At the time, Holder was a father of three little girls, earning $4,000 a year as a teacher. The previous year he had made $5,600 a year working part-time at a grocery store. But, while teaching full time, he studied for his master’s degree in the evenings and went to classes on Saturday mornings.

“Jim taught my class so I could leave an hour early to go to my class in San Francisco,” Holder recalled. Holder earned his master’s degree in education at San Francisco State in 1966, when Dr. Win Payne was superintendent.

“Jim and Assistant Superintendent Herb Salinger got Dr. Payne, who hired a lot of principals, to hire me for my first principal job, at age 29.”

Holder’s contemporaries in the school district were some of Napa’s most notable Napa educators, including Jim Templin, Floyd Seifert, Ed Henderson, Jim Gibbany, Ed Solomon and others.

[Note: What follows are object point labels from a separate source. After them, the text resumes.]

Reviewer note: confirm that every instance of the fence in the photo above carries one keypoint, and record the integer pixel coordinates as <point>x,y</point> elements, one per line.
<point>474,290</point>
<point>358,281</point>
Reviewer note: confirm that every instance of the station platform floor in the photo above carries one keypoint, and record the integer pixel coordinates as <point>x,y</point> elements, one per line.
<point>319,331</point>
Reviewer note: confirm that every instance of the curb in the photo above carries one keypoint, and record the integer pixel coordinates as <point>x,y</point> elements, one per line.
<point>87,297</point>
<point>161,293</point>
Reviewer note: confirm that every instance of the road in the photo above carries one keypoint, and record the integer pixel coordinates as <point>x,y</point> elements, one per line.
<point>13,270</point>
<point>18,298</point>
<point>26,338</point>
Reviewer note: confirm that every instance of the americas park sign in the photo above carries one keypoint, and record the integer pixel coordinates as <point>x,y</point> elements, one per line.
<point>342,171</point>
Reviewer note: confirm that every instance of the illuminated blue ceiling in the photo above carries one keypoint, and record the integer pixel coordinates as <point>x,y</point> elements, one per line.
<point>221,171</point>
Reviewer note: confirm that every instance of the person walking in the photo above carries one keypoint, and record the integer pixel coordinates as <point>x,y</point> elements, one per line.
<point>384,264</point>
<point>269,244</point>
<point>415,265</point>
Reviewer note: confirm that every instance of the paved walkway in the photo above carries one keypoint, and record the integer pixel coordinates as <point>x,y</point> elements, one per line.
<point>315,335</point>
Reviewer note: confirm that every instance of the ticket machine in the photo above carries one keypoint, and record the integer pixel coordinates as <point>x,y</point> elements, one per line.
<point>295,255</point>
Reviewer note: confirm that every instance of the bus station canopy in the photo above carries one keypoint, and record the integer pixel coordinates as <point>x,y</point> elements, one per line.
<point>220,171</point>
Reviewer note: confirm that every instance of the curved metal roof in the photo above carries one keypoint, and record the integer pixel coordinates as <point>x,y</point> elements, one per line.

Holder served 34 years in education, including 27 of those years as principal at Westwood, Northwood, Salvador, Yountville, Snow, Wooden Valley, Capell and El Centro schools. “I’m proud of what I accomplished, especially considering my earlier background,” he said.

John and Carol, his wife of 64 years, have four children, including a daughter, Pam Perkins, who is currently principal at Salvador and El Centro. Her daughter, Kacy Perkins, attended Napa Valley College and earned a softball scholarship to attend Lyons College in Batesville, Arkansas, where she is studying fashion design.

Holder said he offered to tell his story, in the hopes that it may help someone else decide to attend the local community college.

He also credits his wife Carol for working hard to help put him through school. He and his daughter made a “PHT” certificate for Carol, which stands for “Put Hubby Through.”

“There were a lot of things I could do, and did, because Carol had so much faith in me. I couldn’t let her down,” said Holder, who still chuckles about his 64-year marriage.

“We’ve worn out our wedding rings – they don’t last 64 years,” he said. “Every day I thank God that I’ve lived this long, but also that I still have Carol.”

He said that the secrets to a long marriage are, “Having a common faith, perseverance, hard work, a sense of humor and not giving up.”

“God has a great sense of humor to let two opposites fall in love and then tell them to now live together. But, wouldn’t it be boring if we were both just alike?” Holder asked. “It took us 64 years to find out we are so opposite,” Carol added.

Editor’s note: Napa Valley College is turning 75 this year, spurring alumni to come forward with their stories about how the college played a pivotal role in their lives. This is one of those stories.